Verbindung realer und digitaler Industriewelt: Der Schlüssel zur Zukunft der Fertigung

Die Verbindung realer und digitaler Industriewelt steht 2025 im Zentrum der strategischen Partnerschaft von Rockwell Automation und Microsoft. Ziel ist es, Fabriken mit KI, Cloud und digitalen Zwillingen messbar effizienter, flexibler und nachhaltiger zu machen – von der Entwicklungsumgebung bis zum Shopfloor.

Was kündigen Rockwell und Microsoft konkret an?

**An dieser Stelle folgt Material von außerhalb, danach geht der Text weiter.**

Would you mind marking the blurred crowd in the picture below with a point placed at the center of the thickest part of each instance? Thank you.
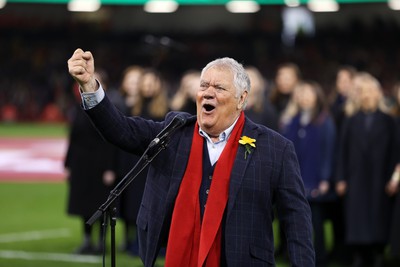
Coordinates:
(335, 95)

Auf der Hannover Messe 2024 zeigten beide Unternehmen drei zentrale Technologie-Integrationen rund um KI-gestütztes Design, vernetzte Daten und agile Produktionsoptimierung. Im Fokus: digitale Zwillinge, Edge-to-Cloud-Datenflüsse und ein adaptiver Cloud-Ansatz mit Microsoft Azure für skalierbare, autonome Abläufe.

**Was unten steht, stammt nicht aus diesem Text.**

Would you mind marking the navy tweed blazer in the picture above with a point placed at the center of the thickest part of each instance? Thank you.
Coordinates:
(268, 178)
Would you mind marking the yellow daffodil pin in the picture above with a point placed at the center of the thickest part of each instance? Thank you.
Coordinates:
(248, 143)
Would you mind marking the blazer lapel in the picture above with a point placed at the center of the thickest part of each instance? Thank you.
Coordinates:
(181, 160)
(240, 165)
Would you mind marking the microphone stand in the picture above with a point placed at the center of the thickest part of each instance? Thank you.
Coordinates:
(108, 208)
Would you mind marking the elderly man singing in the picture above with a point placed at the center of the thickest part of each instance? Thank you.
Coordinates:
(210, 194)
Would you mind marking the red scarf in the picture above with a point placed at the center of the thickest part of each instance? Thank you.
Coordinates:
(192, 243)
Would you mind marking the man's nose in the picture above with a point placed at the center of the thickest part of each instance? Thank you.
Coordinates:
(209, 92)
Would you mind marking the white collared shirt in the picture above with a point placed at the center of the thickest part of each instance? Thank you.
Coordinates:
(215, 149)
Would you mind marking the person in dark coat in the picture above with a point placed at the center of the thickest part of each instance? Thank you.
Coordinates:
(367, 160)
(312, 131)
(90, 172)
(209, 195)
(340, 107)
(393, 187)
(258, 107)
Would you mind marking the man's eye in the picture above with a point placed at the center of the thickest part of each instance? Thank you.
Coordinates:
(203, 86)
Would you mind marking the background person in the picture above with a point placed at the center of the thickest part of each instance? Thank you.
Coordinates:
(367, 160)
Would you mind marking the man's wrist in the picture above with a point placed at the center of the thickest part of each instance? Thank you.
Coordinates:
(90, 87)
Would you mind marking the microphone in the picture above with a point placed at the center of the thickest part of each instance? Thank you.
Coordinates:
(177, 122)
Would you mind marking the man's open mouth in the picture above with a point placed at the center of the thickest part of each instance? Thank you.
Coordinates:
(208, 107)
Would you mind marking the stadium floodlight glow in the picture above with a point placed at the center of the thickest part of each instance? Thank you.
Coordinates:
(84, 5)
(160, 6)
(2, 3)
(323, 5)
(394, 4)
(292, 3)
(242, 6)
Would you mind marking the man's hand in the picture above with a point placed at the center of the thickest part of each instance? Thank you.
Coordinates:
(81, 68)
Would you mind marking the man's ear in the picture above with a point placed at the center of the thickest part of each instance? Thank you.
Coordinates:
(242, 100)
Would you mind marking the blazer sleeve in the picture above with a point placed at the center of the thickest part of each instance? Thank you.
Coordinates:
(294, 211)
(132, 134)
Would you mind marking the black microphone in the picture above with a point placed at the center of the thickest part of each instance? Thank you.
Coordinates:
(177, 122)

Im Rockwell-Bereich am Microsoft-Stand (Halle 17, G06) liefen Live-Demos, die Daten aus realen Anlagen in Microsoft Azure zusammenführen. Hersteller sahen, wie sich Planungs-, Betriebs- und Wartungsprozesse mit Rockwells FactoryTalk Edge- und Cloud-Lösungen verschlanken lassen – inklusive KI-Assistenz in der Konstruktion und Qualitätsprüfung. Quellen: Rockwell-Presseinfo zur Hannover Messe, PR Newswire-Meldung.

Einführung in die Verbindung realer und digitaler Industriewelt

Das gemeinsame Ziel der Partner lautet: weniger Komplexität, mehr Produktivität und reproduzierbare Verbesserungen im großen Maßstab. Kern dafür sind einheitliche Datenmodelle, eine durchgängige Architektur von Edge bis Cloud und KI, die Muster in Qualitäts- und Prozessdaten erkennt statt nur rückblickend zu berichten. Aus Redaktionssicht sind genau diese Stellschrauben entscheidend, damit Digitalisierungsprojekte nicht in Pilotinseln stecken bleiben.

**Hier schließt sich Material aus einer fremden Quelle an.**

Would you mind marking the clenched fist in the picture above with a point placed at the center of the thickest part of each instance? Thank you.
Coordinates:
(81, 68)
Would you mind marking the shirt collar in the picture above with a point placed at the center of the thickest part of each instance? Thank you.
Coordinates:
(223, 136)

Welche Bausteine stecken hinter der Integration?

Die Messe-Exponate zeigten einen durchgehenden Daten- und Workflowschritt von der Entwicklung bis zum Betrieb – inklusive Echtzeitfeedback aus der Linie:

  • FactoryTalk Design Studio Copilot für KI-gestützte Engineering-Aufgaben und vereinfachte User Journeys.
  • Digitale Zwillinge und Simulation mit Emulate3D; Integration der NVIDIA Omniverse Cloud-APIs für Live-Zusammenarbeit und Dateninteroperabilität.
  • FactoryTalk Edge-/Cloud-Stack für Datenerfassung, Kontextualisierung und Analyse, gekoppelt mit Azure IoT und Microsoft Cloud for Manufacturing.
  • Plex Manufacturing Execution System (MES) plus FactoryTalk DataMosaix für qualitatives Prozess-Tracking, Ursachenanalysen und Korrekturmaßnahmen.
  • Autonomes Materialhandling mit dem AMR OTTO 100; Performance-Tracking in Azure-Dashboards in Echtzeit.
Baustein Nutzen in der Praxis Messebeispiel
Digitale Zwillinge (Emulate3D + Omniverse) Virtuelles Inbetriebnehmen, schnellere Iterationen, weniger Stillstand Qualitätsprüfungssimulation angelehnt an Nestlé
FactoryTalk Design Studio Copilot Beschleunigtes Design, Assistenz für Engineering-Teams Generative KI unterstützt bei PLC-nahen Aufgaben
Plex MES + DataMosaix Transparenz, KI-gestützte Root-Cause-Analysen, Korrekturmaßnahmen Qualitäts-Dashboards mit kontextualisierten Live-Daten
Azure Adaptive Cloud Skalierung von Apps und Insights, Vereinheitlichung über Standorte Gemeinsame Architektur Rockwell–Microsoft, Datenfluss in Echtzeit
OTTO 100 (AMR) Automatisierte Materialflüsse, höherer Durchsatz Autonomes Verpackungs- und Sortierszenario

Wie gelingt die Verbindung realer und digitaler Industriewelt auf der Messe?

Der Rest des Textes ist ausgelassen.